François Mitterrand, l’intouchable…

Au rayon des VIP, je croiserai aussi la route d’un certain François Mitterrand, président de la République (alors mon sujet de mémoire de maîtrise à Nice !), mais d’un peu loin durant les cérémonies. J’étais en effet sur une des nombreuses palissades montées dans lieu de cérémonie, pour y placer les caméras de télévision, et le vit arriver : si petit en apparence, mais si droit et digne, si imperturbable et calme. L’impression de croiser un personnage de livre d’Histoire « en live », qu’on oserait à peine aborder.

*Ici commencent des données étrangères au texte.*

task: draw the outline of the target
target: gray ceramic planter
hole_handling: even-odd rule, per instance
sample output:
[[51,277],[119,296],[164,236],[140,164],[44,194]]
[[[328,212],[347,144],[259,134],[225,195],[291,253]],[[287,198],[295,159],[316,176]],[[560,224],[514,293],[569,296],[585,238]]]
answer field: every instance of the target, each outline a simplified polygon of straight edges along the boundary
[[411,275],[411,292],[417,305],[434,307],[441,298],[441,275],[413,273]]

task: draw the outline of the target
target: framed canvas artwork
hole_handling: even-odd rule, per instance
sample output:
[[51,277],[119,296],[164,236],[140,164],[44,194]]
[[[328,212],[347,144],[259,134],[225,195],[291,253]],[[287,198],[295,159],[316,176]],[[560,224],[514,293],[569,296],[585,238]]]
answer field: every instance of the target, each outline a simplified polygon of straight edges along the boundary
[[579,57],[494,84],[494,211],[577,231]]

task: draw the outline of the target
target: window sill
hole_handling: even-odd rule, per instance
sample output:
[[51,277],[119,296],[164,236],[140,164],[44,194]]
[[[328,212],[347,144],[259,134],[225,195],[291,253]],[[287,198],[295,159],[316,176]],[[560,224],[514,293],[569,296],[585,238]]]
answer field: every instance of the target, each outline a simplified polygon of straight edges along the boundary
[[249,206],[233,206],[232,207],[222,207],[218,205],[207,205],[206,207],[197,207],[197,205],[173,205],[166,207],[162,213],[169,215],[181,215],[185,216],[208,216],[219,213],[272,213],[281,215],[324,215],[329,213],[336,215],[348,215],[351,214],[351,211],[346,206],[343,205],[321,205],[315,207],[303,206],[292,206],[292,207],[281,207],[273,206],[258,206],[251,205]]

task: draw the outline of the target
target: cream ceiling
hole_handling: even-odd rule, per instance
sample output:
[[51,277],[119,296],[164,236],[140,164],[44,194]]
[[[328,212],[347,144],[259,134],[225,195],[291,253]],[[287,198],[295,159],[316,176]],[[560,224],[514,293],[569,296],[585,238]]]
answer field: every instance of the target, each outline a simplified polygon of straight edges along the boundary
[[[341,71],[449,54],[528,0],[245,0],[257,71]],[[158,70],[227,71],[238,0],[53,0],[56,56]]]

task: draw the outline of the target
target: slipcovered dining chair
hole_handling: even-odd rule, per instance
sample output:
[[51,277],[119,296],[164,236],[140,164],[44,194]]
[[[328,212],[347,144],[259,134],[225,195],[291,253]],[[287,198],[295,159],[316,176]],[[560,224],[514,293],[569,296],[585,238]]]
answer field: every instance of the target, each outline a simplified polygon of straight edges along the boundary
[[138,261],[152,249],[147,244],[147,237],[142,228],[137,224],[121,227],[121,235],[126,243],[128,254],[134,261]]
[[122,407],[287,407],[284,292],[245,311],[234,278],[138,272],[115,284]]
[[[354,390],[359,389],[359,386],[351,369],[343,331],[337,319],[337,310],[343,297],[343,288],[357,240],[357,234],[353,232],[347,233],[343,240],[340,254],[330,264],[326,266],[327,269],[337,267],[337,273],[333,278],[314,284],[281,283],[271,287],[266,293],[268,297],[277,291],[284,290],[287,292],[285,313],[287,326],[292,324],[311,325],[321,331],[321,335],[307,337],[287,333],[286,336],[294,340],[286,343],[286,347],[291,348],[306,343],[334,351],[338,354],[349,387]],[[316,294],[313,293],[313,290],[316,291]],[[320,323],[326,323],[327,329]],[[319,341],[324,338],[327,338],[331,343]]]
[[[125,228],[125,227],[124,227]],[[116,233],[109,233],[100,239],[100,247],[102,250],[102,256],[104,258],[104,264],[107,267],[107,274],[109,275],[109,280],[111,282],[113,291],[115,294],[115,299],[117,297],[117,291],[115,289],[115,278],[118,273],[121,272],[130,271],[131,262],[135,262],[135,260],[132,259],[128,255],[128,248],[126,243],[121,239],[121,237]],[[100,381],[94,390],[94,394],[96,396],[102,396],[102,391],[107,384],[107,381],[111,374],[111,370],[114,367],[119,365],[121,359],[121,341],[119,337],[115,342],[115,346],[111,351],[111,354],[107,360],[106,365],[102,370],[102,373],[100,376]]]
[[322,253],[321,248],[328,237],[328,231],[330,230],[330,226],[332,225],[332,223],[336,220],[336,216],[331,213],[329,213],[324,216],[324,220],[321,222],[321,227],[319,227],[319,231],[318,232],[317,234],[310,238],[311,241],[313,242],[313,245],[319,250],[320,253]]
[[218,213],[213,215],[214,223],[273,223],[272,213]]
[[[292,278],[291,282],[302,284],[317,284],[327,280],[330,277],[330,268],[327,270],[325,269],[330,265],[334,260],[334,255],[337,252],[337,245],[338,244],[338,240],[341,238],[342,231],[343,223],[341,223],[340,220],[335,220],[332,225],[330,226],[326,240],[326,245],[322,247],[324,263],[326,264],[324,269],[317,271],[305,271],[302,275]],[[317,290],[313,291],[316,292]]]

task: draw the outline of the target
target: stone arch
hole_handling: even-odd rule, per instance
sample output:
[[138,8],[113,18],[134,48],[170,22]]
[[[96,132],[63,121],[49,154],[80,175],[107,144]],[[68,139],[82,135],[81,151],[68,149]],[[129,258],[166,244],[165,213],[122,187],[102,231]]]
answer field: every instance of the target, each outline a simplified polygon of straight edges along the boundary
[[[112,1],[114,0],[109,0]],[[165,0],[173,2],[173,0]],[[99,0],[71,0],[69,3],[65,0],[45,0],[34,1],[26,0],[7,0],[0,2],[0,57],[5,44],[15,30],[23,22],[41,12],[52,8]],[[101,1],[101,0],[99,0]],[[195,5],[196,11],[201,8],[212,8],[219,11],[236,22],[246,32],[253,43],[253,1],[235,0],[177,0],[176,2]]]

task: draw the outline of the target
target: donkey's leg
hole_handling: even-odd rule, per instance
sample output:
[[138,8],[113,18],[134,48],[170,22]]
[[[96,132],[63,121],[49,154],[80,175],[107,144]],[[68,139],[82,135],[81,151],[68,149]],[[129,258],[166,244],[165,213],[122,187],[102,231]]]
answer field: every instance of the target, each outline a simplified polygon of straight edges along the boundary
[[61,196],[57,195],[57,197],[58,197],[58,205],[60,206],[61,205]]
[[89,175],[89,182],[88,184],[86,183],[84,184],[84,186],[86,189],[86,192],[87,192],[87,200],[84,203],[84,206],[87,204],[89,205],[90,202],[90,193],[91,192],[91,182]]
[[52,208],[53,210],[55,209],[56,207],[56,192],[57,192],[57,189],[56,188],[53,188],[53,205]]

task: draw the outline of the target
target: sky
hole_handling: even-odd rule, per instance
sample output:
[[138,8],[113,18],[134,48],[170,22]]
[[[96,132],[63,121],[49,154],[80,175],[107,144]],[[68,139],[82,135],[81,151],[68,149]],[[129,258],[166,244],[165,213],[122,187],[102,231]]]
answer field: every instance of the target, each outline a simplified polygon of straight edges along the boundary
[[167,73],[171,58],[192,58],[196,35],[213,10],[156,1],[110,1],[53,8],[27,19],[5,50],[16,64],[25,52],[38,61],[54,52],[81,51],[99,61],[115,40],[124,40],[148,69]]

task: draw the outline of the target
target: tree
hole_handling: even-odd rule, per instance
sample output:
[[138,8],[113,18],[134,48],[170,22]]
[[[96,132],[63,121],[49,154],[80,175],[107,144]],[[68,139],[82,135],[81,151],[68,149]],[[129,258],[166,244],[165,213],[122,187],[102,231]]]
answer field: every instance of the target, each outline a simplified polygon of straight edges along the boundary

La visite d’un des PC de commandement, installé à l’EDNBC de Bretteville-sur-Odon, près de Caen (où j’étais passé quelques mois plus tôt faire mes classes !) était impressionnante aussi. Le visiteur y croisait tous ces officiers de tant de pays différents, collaborer sans problème apparent sur des cartes d’état-major et des tableaux bardés de sigles et post-it. Et aussi des officiers allemands, qui à l’époque étaient sinon rares du moins encore récents dans les mentalités depuis la réunification allemande. Entre eux toutes et tous, de la logistique de partout pour apporter de l’eau, à manger, des affaires propres, etc.

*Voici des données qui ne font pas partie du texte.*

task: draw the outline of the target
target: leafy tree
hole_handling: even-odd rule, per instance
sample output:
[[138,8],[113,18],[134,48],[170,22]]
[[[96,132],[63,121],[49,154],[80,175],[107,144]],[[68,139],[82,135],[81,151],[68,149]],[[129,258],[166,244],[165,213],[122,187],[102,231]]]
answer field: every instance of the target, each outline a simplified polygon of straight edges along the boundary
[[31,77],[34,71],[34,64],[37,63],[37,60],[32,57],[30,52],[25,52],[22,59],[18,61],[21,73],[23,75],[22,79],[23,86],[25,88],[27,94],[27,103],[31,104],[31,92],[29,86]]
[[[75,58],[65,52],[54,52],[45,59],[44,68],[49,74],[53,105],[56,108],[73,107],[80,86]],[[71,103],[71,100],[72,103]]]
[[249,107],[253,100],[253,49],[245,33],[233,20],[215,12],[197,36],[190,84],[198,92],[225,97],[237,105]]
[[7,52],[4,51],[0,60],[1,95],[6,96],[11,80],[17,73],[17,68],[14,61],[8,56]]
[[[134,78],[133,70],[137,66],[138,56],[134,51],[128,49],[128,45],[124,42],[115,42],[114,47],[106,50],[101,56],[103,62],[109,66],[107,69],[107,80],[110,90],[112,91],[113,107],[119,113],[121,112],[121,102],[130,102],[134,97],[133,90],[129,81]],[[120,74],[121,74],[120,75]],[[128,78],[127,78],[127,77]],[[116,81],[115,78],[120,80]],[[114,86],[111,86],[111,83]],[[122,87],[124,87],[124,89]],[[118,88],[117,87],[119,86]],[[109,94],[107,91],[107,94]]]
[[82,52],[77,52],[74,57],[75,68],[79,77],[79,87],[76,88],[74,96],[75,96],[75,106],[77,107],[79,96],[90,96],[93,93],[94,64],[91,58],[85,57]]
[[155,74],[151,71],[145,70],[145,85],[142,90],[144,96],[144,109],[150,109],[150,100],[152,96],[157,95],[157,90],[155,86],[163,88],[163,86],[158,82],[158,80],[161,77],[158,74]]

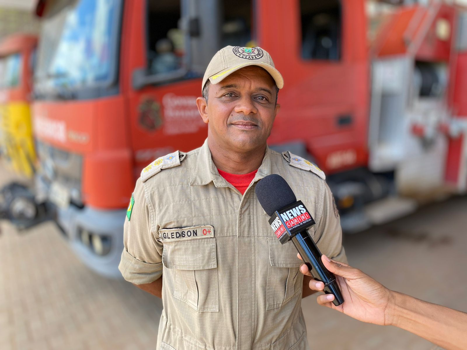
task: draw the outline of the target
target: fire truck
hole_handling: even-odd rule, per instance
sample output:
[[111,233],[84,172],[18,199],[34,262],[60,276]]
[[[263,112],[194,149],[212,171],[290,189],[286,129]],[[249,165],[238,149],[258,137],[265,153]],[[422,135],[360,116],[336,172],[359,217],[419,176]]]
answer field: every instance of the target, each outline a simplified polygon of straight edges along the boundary
[[[355,231],[465,191],[467,15],[443,2],[369,20],[364,0],[40,0],[35,193],[82,260],[120,276],[141,169],[200,146],[211,57],[259,46],[285,85],[269,139],[326,174]],[[371,35],[370,35],[371,34]],[[369,37],[369,36],[370,37]]]
[[37,38],[16,34],[0,42],[0,147],[4,164],[14,170],[19,182],[0,189],[0,218],[20,229],[46,218],[29,190],[35,163],[29,104]]

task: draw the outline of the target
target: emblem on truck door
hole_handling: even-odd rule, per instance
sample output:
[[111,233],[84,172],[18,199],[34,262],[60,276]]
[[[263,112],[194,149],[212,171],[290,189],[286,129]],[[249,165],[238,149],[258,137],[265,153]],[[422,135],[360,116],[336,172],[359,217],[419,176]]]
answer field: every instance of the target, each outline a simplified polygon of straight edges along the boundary
[[161,115],[161,105],[151,98],[146,98],[138,107],[140,125],[149,131],[154,131],[163,123]]

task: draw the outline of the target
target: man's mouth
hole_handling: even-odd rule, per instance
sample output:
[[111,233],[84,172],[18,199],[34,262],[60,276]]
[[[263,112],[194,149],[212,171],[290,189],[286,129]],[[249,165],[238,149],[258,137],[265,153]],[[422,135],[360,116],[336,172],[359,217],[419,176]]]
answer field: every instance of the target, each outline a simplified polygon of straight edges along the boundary
[[243,121],[240,120],[232,123],[232,125],[239,129],[243,130],[251,130],[255,129],[258,125],[251,121]]

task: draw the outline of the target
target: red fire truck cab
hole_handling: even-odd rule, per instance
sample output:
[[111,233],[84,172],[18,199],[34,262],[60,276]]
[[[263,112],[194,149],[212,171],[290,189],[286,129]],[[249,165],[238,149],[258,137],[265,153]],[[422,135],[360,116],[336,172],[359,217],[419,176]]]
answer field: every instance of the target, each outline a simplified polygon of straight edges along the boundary
[[[37,196],[56,204],[57,223],[86,264],[120,276],[126,208],[141,169],[159,156],[202,144],[207,129],[195,100],[205,67],[226,45],[253,45],[271,54],[285,81],[269,143],[326,172],[343,226],[382,222],[384,215],[368,210],[377,201],[389,217],[410,210],[413,200],[401,199],[398,190],[398,167],[412,161],[404,157],[407,147],[416,148],[415,158],[438,152],[443,173],[451,141],[435,127],[445,146],[435,150],[412,132],[413,120],[425,125],[425,112],[407,117],[408,94],[418,102],[426,94],[441,104],[447,100],[453,76],[447,67],[460,49],[453,35],[458,12],[443,6],[427,17],[419,12],[431,10],[414,9],[411,17],[393,14],[382,25],[387,37],[369,50],[363,0],[40,0],[33,106],[42,166]],[[436,24],[439,17],[444,24]],[[419,27],[444,26],[439,30],[445,31],[440,37],[435,33],[426,49],[396,52],[389,34],[400,21],[402,32],[423,43],[426,35]],[[439,48],[443,54],[434,55]],[[434,77],[436,88],[430,83]],[[414,90],[412,77],[429,91]],[[452,105],[443,105],[443,121],[451,127]],[[413,145],[405,145],[405,139]],[[440,176],[437,186],[446,182]]]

Des cimetières et des hommes…

cimetière US colleville extract by isamiga76 on flickr[MaJ:] en approfondissant mes souvenirs, je me revois aussi visiter les nécropoles militaires. Notamment le cimetière américain de Colleville et cette forêt de croix blanches quantitativement et sobrement si impressionnante. L’endroit où se déroule cette scène si touchante du film de Spielberd « Le Soldat Ryan« , où le vétéran américain revoit tout soudain rejaillir dans sa mémoire…

Un autre souvenir est plus fugace mais tout aussi prenant. Nous passions à plusieurs soldats en jeep sur une route ou soudain, une pancarte indiquait sur la gauche le cimetière allemand de la Cambe. On a stoppé net. J’y suis entré en tenue militaire (treillis), croisant des familles dignes et effacées. Je me revois nous regarder à distance, sans oser se parler et ressentir pour ma part de la gêne et une envie subite d’aller vers eux, de se prendre dans les bras, de se dire que tout ceci est derrière nous. Je ne l’ai pas fait, mais j’ai tenté de mettre dans mon regard, de l’amitié et du lien.

J’ai longtemps eu, je l’avoue, un certain a priori vis-à-vis des Allemands, sans doute du fait de cette mémoire nationale si sensible. Un a priori que j’ai su dépasser finalement, en allant visiter plusieurs fois ce pays ainsi que l’Autriche, pour l’apprécier grandement ainsi que ses habitants.

Fin de reportage et suites

libé de paris extract from n.vasse on flickrMon retour à Paris pour poursuivre ce service militaire assez hors norme (je le terminerai en janvier 1995) avait été un peu tristounet de fait. Seul je revois les cérémonies de la libération de Paris en août 44, qui avait notamment comporté un spectacle de rue avec tenues, vieux vélos et vieux bus d’époque. Et aussi un accrochage de drapeaux au plus haut sommet de la Tour Eiffel.

Je n’ai personnellement jamais revécu un tel reportage intense que celui du D-Day, dans des conditions si « proches » du sujet en vue : l’armée, la guerre, la mémoire, l’Histoire. Je souhaite à tout jeune journaliste de vivre un tel événement au moins une fois dans sa vie. Mais je ne souhaite à aucune autre génération de vivre ce que ces anniversaires ont commémoré.

* ces deux clichés sont issus de ma collection personnelle : ils n’avait jamais été publiés ni diffusés au préalable. Ils ont été pris par des camarades photographes de presse, alors en service militaire tout comme moi.